MIT Undergrads Can Now Claim Their Free $100 in Bitcoin

(@joonian) | Published on October 29, 2014 at 11:42 GMT

Half a million dollars-worth of bitcoin is being given away to undergraduates at the Massachusetts Institute of Technology as part of a scheme to encourage use and awareness of the digital currency.

From yesterday, each MIT undergrad became eligible to claim $100 in bitcoin (0.290272 BTC at press time) by completing a survey hosted by The MIT Bitcoin Project, the student organisation that is organising the giveaway.

However, students looking to obtain the free funds will have to hurry. The survey must be completed before the scheme ends on 2nd November.

The survey results will form part of a study conducted by the organisers to promote the university as a "global hub" for bitcoin research and business.

The MIT Bitcoin Project was announced in April after two MIT students, Jeremy Rubin and Dan Elitzer, raised $500,000 from university alumni and members of the bitcoin community.
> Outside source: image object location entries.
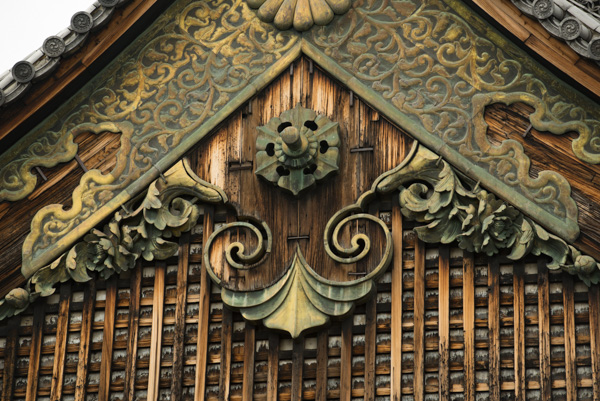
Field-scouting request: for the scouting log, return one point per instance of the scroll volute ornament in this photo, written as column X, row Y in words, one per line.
column 297, row 149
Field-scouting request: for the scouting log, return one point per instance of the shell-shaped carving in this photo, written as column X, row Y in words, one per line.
column 301, row 14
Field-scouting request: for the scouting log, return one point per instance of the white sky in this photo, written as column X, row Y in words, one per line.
column 25, row 24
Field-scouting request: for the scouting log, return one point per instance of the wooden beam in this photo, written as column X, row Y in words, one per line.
column 273, row 367
column 62, row 331
column 203, row 313
column 180, row 309
column 419, row 322
column 544, row 331
column 87, row 322
column 396, row 293
column 249, row 348
column 135, row 287
column 157, row 326
column 107, row 340
column 494, row 328
column 35, row 352
column 519, row 330
column 444, row 322
column 469, row 324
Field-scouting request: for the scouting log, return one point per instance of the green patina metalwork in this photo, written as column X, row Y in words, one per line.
column 297, row 149
column 454, row 208
column 144, row 228
column 431, row 67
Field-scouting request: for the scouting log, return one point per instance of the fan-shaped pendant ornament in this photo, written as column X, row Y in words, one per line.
column 297, row 149
column 301, row 14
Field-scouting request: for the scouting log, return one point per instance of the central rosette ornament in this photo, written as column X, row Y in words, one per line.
column 297, row 149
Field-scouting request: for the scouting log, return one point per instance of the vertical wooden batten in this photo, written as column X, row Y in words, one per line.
column 396, row 326
column 444, row 322
column 62, row 330
column 180, row 309
column 203, row 313
column 107, row 340
column 157, row 328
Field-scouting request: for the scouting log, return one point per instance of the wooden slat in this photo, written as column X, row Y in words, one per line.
column 10, row 359
column 133, row 328
column 519, row 330
column 273, row 367
column 157, row 326
column 322, row 359
column 34, row 352
column 87, row 322
column 396, row 329
column 225, row 366
column 62, row 328
column 444, row 322
column 180, row 309
column 297, row 362
column 249, row 345
column 469, row 324
column 594, row 311
column 494, row 328
column 107, row 340
column 203, row 313
column 570, row 356
column 544, row 331
column 370, row 347
column 419, row 322
column 346, row 361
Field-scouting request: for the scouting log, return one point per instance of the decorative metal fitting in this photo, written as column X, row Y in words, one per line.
column 301, row 14
column 297, row 149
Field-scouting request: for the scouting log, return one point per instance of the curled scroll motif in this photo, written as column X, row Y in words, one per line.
column 433, row 68
column 198, row 62
column 52, row 148
column 453, row 208
column 144, row 228
column 301, row 300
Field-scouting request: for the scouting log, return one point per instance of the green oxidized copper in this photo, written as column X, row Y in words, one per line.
column 144, row 228
column 453, row 208
column 430, row 66
column 297, row 149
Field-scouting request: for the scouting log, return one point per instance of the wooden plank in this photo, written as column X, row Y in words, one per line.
column 10, row 359
column 322, row 359
column 273, row 367
column 249, row 348
column 180, row 309
column 107, row 339
column 34, row 352
column 544, row 331
column 133, row 328
column 370, row 347
column 225, row 365
column 444, row 322
column 87, row 322
column 62, row 331
column 396, row 329
column 203, row 313
column 469, row 324
column 346, row 361
column 419, row 322
column 494, row 328
column 297, row 362
column 157, row 326
column 594, row 313
column 570, row 356
column 519, row 330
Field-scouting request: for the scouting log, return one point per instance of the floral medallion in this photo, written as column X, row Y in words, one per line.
column 297, row 149
column 301, row 14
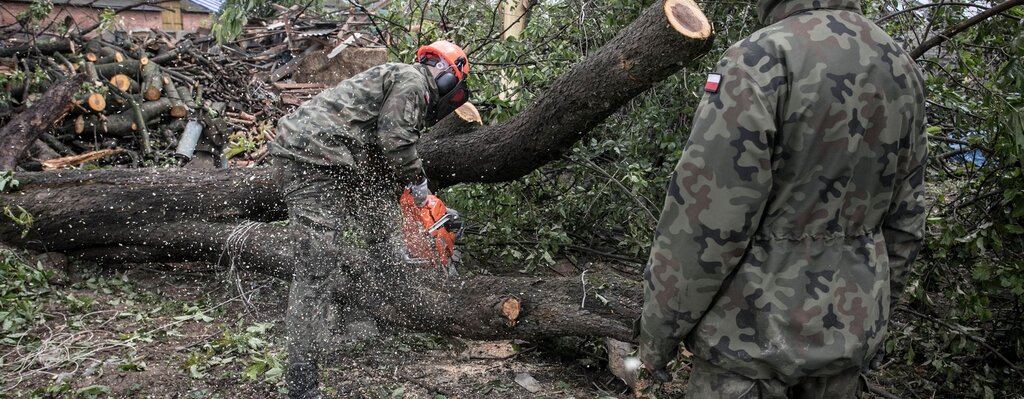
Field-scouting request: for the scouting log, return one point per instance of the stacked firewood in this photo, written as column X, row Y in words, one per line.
column 170, row 98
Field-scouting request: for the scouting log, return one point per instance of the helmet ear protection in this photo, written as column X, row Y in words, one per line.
column 453, row 91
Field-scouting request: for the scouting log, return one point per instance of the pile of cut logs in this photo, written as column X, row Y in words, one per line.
column 155, row 97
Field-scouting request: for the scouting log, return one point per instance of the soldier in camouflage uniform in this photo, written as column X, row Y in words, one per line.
column 342, row 159
column 795, row 214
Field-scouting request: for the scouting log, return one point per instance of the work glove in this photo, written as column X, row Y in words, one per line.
column 660, row 375
column 420, row 192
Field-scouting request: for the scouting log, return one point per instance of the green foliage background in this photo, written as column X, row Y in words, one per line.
column 961, row 333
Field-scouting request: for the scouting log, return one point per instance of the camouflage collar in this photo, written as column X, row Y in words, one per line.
column 431, row 83
column 771, row 11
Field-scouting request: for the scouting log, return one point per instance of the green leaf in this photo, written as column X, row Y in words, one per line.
column 92, row 391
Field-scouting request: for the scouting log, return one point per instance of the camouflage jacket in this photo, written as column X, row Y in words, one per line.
column 797, row 208
column 377, row 114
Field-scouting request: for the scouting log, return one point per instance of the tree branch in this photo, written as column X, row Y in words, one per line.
column 952, row 31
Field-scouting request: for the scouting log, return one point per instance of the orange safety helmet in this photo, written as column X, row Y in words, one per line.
column 451, row 53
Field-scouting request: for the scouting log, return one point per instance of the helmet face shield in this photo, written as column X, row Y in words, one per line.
column 452, row 55
column 449, row 102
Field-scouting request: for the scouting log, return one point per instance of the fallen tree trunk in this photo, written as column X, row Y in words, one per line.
column 172, row 214
column 657, row 44
column 22, row 131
The fund-raising objective was to distribute the funds in bitcoin to the more than 4,500 undergraduates enrolled at MIT to spur academic and entrepreneurial activity at the campus.

Spending the free coin

Students who receive the free bitcoin already have a couple of options if they want to spend them on campus. The university bookshop, for example, began accepting bitcoin last month. Textbooks, school supplies and an array of MIT-branded merchandise will be available for bitcoin purchasers.

Then there's Fireflies, an application being developed by MIT students that will allow users to crowdsource goods and services for bitcoin. It won the 'Awesome Award' and a prize of $1,500 at the summer-long MIT BitComp, a contest to encourage the development of bitcoin-focused apps.

The Fireflies team told CoinDesk last month that it would focus on making its services more easily available to MIT students, particularly to complement the planned bitcoin giveaway.

The MIT Bitcoin Club, where Elitzer is president, has also proved to be one of the most active chapters of the College Cryptocurrency Network, a fast-growing group of student organisations focused on digital currencies.

"As one of the longest-standing CCN chapters, we've been in the position of providing assistance to newer and prospective members," Elitzer said, adding:

"Even though a lot of students look to the MIT Bitcoin Club as a prime example of a successful CCN chapter, they should realise that everything we've done was built during the past year."